Online and Offline Robust Multivariate Linear Regression
Antoine Godichon-Baggioni, Stephane S. Robin, Laure Sansonnet
TL;DR
This work develops robust estimation methods for multivariate Gaussian linear regression under both Euclidean and Mahalanobis loss criteria. It introduces online stochastic gradient algorithms (with averaging) and offline fixed-point algorithms for each loss, together with ridge-regularized variants, and proves convergence and asymptotic normality under weak conditions. A practical strategy is provided for unknown noise covariance $\\Sigma$ via Median Covariation Matrix (MCM) estimation and eigen-decomposition to yield a robust inverse covariance, enabling Mahalanobis-based robust regression in practice. Through extensive simulations, the authors demonstrate substantial robustness gains over classical least-squares across varying contamination levels and dimensions, and show favorable computational efficiency for online methods; all methods are implemented in the R package RobRegression. The theoretical results, empirical findings, and scalable online/offline algorithms offer a principled toolkit for robust multivariate regression and discriminant analysis in streaming contexts.
Abstract
We consider the robust estimation of the parameters of multivariate Gaussian linear regression models. To this aim we consider robust version of the usual (Mahalanobis) least-square criterion, with or without Ridge regularization. We introduce two methods each considered contrast: (i) online stochastic gradient descent algorithms and their averaged versions and (ii) offline fix-point algorithms.

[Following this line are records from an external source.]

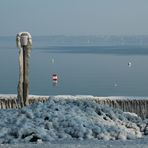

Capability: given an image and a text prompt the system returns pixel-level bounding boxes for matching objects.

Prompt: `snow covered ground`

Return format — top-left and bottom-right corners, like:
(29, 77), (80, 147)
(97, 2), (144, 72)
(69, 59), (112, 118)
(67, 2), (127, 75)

(0, 96), (148, 147)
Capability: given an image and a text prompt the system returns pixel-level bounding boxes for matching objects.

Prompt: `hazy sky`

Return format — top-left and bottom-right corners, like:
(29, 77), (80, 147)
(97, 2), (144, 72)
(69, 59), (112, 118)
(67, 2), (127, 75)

(0, 0), (148, 36)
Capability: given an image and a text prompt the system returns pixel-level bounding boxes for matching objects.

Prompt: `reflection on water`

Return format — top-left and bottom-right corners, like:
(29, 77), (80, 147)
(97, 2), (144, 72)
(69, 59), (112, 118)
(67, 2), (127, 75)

(0, 36), (148, 96)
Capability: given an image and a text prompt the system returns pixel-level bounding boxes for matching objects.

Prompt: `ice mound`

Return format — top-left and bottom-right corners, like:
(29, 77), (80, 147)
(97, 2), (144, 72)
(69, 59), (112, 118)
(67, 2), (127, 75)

(0, 96), (147, 143)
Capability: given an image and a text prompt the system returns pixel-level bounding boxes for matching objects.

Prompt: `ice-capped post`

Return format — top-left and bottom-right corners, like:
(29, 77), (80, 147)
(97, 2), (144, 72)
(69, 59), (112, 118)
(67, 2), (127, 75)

(16, 32), (32, 107)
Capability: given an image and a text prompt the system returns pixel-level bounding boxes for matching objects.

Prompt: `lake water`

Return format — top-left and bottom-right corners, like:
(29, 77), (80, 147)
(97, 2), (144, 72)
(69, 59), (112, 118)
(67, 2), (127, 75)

(0, 37), (148, 96)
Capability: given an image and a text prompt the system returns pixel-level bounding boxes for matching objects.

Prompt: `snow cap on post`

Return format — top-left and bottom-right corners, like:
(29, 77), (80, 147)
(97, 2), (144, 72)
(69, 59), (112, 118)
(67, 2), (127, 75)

(16, 32), (32, 48)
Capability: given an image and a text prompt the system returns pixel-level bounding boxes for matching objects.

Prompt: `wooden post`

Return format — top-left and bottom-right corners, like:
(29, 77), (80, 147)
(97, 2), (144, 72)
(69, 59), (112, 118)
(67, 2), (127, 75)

(16, 32), (32, 107)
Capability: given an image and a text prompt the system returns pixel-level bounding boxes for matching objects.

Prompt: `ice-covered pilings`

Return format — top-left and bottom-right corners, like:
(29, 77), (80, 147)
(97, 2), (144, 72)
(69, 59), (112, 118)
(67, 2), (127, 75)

(0, 95), (148, 118)
(95, 97), (148, 118)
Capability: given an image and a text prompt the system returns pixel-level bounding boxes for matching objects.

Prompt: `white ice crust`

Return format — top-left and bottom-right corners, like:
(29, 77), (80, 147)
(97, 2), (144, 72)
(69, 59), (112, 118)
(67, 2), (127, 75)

(0, 96), (146, 143)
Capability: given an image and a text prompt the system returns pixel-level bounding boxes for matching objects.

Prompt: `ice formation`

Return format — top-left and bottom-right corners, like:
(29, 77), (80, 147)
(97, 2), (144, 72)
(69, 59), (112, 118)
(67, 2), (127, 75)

(0, 96), (148, 143)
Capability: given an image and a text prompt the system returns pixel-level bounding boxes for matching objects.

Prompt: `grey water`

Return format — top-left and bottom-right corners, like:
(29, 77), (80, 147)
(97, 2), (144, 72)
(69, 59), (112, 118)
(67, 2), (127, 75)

(0, 36), (148, 96)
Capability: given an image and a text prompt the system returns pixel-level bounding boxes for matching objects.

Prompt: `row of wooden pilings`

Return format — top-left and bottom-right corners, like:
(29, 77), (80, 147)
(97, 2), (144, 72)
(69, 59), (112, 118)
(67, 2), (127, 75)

(0, 96), (148, 118)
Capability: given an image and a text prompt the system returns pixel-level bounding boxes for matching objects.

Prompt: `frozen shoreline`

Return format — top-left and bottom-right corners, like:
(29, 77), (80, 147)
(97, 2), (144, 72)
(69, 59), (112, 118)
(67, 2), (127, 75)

(0, 96), (148, 144)
(0, 94), (148, 100)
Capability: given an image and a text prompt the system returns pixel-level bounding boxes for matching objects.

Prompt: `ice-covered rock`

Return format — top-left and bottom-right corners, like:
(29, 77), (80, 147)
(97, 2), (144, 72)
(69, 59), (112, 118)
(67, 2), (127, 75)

(0, 96), (148, 143)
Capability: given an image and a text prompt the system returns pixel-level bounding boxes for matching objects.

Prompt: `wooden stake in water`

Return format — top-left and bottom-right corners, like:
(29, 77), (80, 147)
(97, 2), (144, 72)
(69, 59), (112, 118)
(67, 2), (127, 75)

(16, 32), (32, 107)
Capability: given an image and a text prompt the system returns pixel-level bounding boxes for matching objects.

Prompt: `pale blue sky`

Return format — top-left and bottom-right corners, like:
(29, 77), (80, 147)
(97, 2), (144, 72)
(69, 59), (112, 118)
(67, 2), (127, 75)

(0, 0), (148, 36)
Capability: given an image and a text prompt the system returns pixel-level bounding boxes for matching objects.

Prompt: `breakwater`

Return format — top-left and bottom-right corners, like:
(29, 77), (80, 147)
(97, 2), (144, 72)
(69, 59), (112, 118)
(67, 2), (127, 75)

(0, 95), (148, 118)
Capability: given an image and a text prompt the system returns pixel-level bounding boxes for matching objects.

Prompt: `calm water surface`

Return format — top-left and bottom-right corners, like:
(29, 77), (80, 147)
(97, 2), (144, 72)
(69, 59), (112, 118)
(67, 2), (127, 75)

(0, 38), (148, 96)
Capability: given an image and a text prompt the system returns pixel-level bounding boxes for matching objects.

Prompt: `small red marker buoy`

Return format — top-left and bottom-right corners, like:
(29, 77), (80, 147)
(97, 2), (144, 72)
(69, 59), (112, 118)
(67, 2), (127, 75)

(52, 74), (58, 81)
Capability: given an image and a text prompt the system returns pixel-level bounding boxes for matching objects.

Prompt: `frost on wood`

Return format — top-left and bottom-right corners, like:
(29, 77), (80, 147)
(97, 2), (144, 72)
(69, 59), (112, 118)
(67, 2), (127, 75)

(16, 32), (32, 106)
(0, 97), (148, 143)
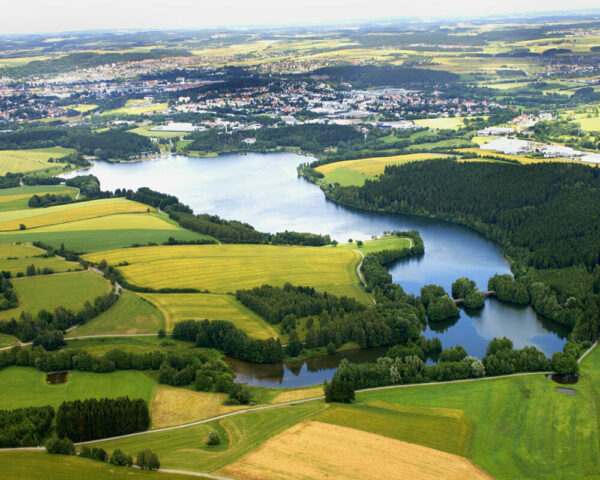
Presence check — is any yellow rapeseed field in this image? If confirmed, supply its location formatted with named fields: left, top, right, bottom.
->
left=219, top=421, right=492, bottom=480
left=85, top=245, right=360, bottom=293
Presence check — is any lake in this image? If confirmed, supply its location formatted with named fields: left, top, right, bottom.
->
left=65, top=153, right=566, bottom=386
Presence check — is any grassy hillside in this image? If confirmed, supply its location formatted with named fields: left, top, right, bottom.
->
left=0, top=367, right=156, bottom=409
left=0, top=185, right=77, bottom=212
left=85, top=245, right=359, bottom=293
left=0, top=198, right=153, bottom=232
left=0, top=271, right=112, bottom=319
left=317, top=153, right=444, bottom=186
left=67, top=290, right=166, bottom=337
left=0, top=147, right=75, bottom=175
left=142, top=293, right=278, bottom=338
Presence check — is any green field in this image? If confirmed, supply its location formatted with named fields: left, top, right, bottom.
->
left=0, top=271, right=112, bottom=319
left=0, top=367, right=156, bottom=409
left=85, top=245, right=360, bottom=293
left=317, top=153, right=444, bottom=186
left=0, top=198, right=154, bottom=232
left=141, top=293, right=278, bottom=338
left=0, top=185, right=77, bottom=212
left=0, top=452, right=203, bottom=480
left=336, top=235, right=412, bottom=255
left=94, top=403, right=325, bottom=472
left=0, top=147, right=75, bottom=175
left=67, top=290, right=165, bottom=337
left=0, top=213, right=210, bottom=252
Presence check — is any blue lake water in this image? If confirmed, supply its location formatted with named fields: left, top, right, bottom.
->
left=62, top=153, right=566, bottom=386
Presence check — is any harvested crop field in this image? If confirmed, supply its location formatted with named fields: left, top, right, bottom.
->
left=85, top=245, right=360, bottom=293
left=220, top=421, right=492, bottom=480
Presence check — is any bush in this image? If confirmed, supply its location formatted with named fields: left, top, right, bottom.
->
left=206, top=430, right=221, bottom=447
left=109, top=448, right=133, bottom=467
left=46, top=435, right=75, bottom=455
left=135, top=448, right=160, bottom=470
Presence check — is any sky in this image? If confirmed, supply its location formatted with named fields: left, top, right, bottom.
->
left=0, top=0, right=600, bottom=34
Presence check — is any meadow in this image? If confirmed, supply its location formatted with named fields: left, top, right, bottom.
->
left=0, top=185, right=77, bottom=212
left=0, top=367, right=156, bottom=409
left=316, top=153, right=444, bottom=187
left=0, top=198, right=154, bottom=232
left=0, top=212, right=212, bottom=252
left=84, top=245, right=360, bottom=293
left=141, top=293, right=278, bottom=339
left=67, top=290, right=166, bottom=337
left=0, top=271, right=112, bottom=319
left=0, top=147, right=75, bottom=175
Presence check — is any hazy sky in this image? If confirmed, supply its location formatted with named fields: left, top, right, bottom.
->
left=0, top=0, right=599, bottom=34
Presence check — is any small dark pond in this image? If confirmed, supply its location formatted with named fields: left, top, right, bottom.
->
left=46, top=371, right=69, bottom=385
left=556, top=387, right=577, bottom=395
left=546, top=373, right=579, bottom=385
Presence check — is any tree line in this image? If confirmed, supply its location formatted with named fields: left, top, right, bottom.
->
left=56, top=397, right=150, bottom=442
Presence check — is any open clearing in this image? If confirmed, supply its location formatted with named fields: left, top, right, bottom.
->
left=0, top=271, right=112, bottom=319
left=0, top=213, right=211, bottom=252
left=316, top=153, right=445, bottom=186
left=0, top=198, right=154, bottom=231
left=0, top=452, right=202, bottom=480
left=85, top=245, right=360, bottom=293
left=0, top=367, right=156, bottom=408
left=336, top=235, right=412, bottom=255
left=220, top=421, right=491, bottom=480
left=67, top=290, right=166, bottom=337
left=0, top=147, right=75, bottom=175
left=141, top=293, right=278, bottom=339
left=0, top=185, right=77, bottom=211
left=151, top=385, right=248, bottom=428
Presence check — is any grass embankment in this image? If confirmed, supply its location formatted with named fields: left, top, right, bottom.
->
left=0, top=452, right=202, bottom=480
left=0, top=271, right=112, bottom=319
left=0, top=185, right=77, bottom=212
left=0, top=147, right=75, bottom=176
left=85, top=245, right=366, bottom=296
left=141, top=293, right=279, bottom=339
left=67, top=290, right=166, bottom=337
left=316, top=153, right=444, bottom=187
left=0, top=208, right=211, bottom=252
left=0, top=367, right=156, bottom=409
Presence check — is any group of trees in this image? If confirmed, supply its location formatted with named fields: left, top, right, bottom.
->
left=56, top=397, right=150, bottom=442
left=421, top=285, right=460, bottom=322
left=172, top=320, right=283, bottom=363
left=452, top=277, right=485, bottom=310
left=235, top=283, right=366, bottom=324
left=0, top=406, right=54, bottom=448
left=0, top=290, right=119, bottom=342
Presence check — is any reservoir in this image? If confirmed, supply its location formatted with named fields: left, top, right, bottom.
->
left=65, top=153, right=567, bottom=387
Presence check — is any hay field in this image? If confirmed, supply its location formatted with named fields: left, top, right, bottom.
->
left=150, top=385, right=248, bottom=428
left=66, top=290, right=165, bottom=337
left=219, top=421, right=492, bottom=480
left=0, top=147, right=75, bottom=175
left=0, top=271, right=112, bottom=320
left=85, top=245, right=360, bottom=293
left=316, top=153, right=445, bottom=186
left=141, top=293, right=279, bottom=339
left=0, top=213, right=211, bottom=252
left=0, top=367, right=156, bottom=409
left=0, top=198, right=153, bottom=232
left=0, top=185, right=77, bottom=211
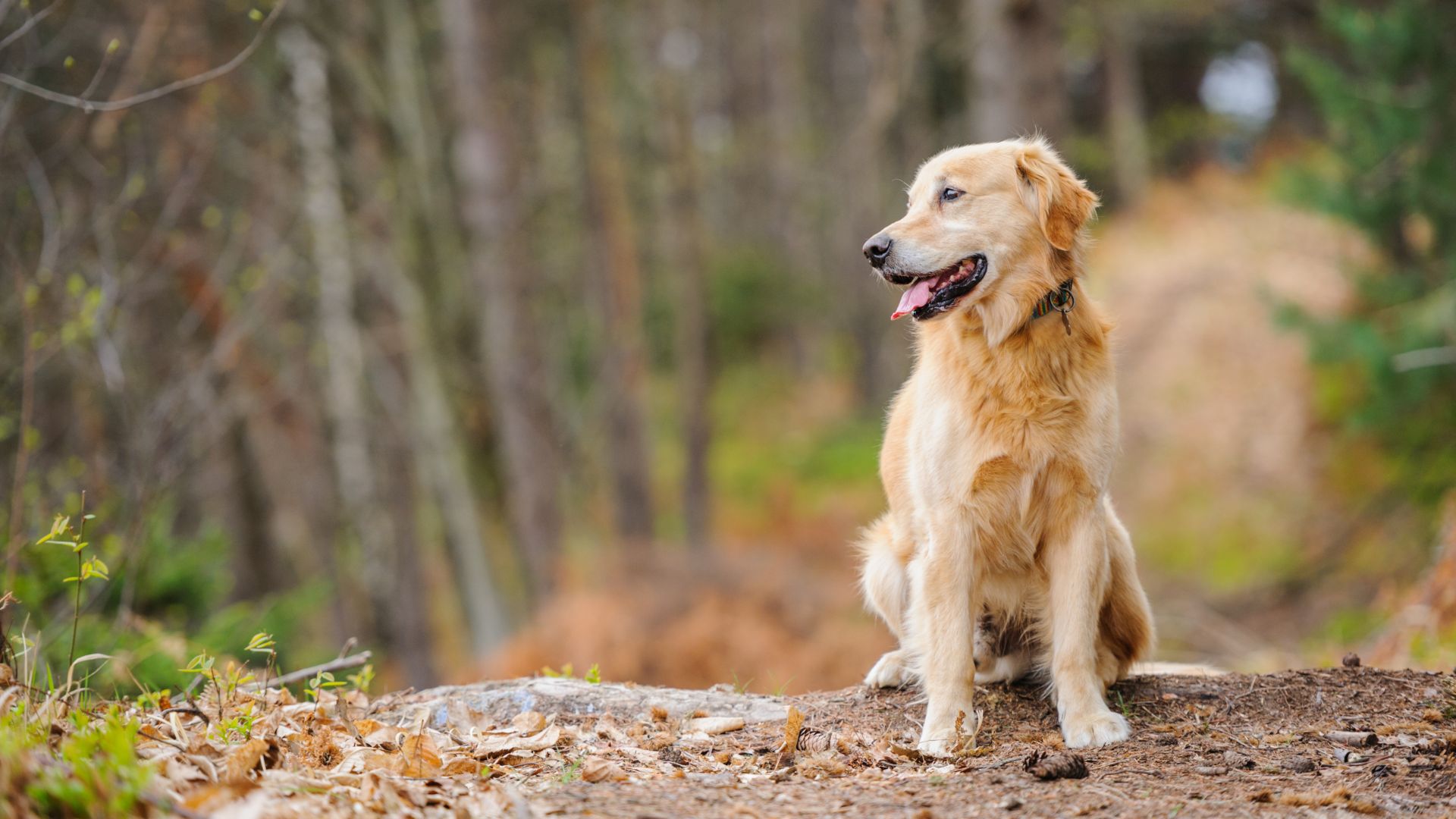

Under weak assumptions, we prove the asymptotic normality of the resulting estimates. Because the variance matrix of the noise is usually unknown, we propose to plug a robust estimate of it in the Mahalanobis-based stochastic gradient descent algorithms. We show, on synthetic data, the dramatic gain in terms of robustness of the proposed estimates as compared to the classical least-square ones. Well also show the computational efficiency of the online versions of the proposed algorithms. All the proposed algorithms are implemented in the R package RobRegression available on CRAN.